Quand il est question de la scolarité des enfants, les familles roms brandissent leur situation financière et leur impossibilité d’acheter les livres, les cahiers, les uniformes, le transport et la nourriture.
Certaines communes ont donc décidé de soutenir au moins une partie de ces coûts: bus spéciaux pour emmener les enfants a l’école, aides financières à la rentrée scolaire, etc….
Et ça n’est pas tout. Chaque écolier roumain reçoit pendant la recréation du matin un croissant et un verre de lait. Cette mesure du gouvernement s’applique déjà depuis quelques années dans toutes les écoles.
But de l’opération : offrir un supplément alimentaire aux plus pauvres, tout en évitant de créer le sentiment de discrimination. La mesure a certes rapproché les jeunes roms de l’école, du moins pendant la récré. Mais elle n’a pas réussi à les convaincre de rester en classe.
Le problème de la langue
Le gouvernement bute sur d’autres résistances. Le ministère de l’éducation interdit en principe la formation de classes sur la base de critères ethniques.
Mais certaines communautés tsiganes demandent explicitement la création de classes spéciales (en tout cas les maternelles) pour leurs enfants. Car dans les classes actuelles, l’enseignement se fait en roumain et les jeunes tsiganes n’arrivent pas à suivre le cours. Comme ils ne peuvent pas l’apprendre ailleurs qu’à la maternelle, les jeunes Roms arrivent à l’école primaire avec un gros handicap.
Une impasse battue en brèche par un projet pilote. A Iasi, au nord de la Roumanie, l’inspectorat scolaire a établi un partenariat avec l’association « Amare Romenza » qui a permis la création d’un petit réseau de jardins d’enfants bilingues (romani-roumain). L’expérience pourrait être généralisée pour tout le cycle primaire dans le département de Iaşi.
Une politique paradoxale
Reste une contradiction de base. Le système éducatif roumain est basé sur l’égalité des chances, alors que les politiques à l’égard des Roms sont centrées sur la différence (discrimination positive).

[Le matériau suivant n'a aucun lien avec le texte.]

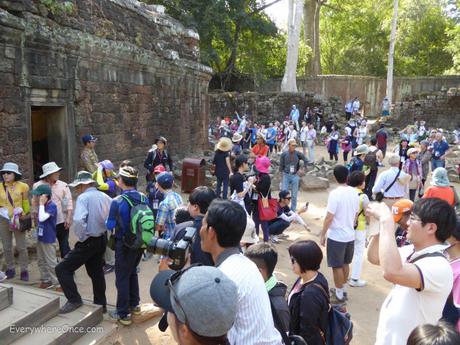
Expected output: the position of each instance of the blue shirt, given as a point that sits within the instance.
(439, 149)
(91, 212)
(120, 212)
(46, 231)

Les mesures pour soutenir l’éducation de cette minorité semblent ainsi hésitantes et paradoxales. C’est le dilemme entre intégration et ségrégation : chaque fois que les Roms demandent plus de discrimination positive, ils s’éloignent d’avantage de l’intégration.
Cet article fait partie d’une série commandée par Tribune des droits humains à des correspondants locaux en pays francophones. Et ce à l’occasion du 60ème anniversaire de la Déclaration universelle des droits de l’homme. Cette opération est soutenue par l’Organisation internationale de la francophonie (OIF)
La Suisse a accordé son aide à la Roumanie de 1990 à fin 2007.
Réformes. Au début des années 90, l’aide humanitaire était prépondérante. A partir de 1996, les priorités se sont portées sur des programmes de soutien à la réforme du système politique et économique.
La Suisse a concrètement contribué à la promotion du secteur privé, aux réformes du système de santé et à la modernisation des infrastructures.
Fin. Suite à l’adhésion de la Roumanie à l’UE, le Bureau de coopération suisse à Bucarest a cessé ses activités en mai 2008.
Fermé. Les projets en cours seront terminés selon les termes de leurs contrats respectifs. Il n’y aura donc plus de nouvel engagement et le Bureau de coordination suisse à Bucarest est fermé depuis mai 2008.
Modalités. Le soutien de la Suisse à l’intégration de la Roumanie à l’UE ne sera pas en vigueur avant le premier semestre 2009. Ses modalités restent à fixer dans le cadre de la contribution suisse à l’élargissement.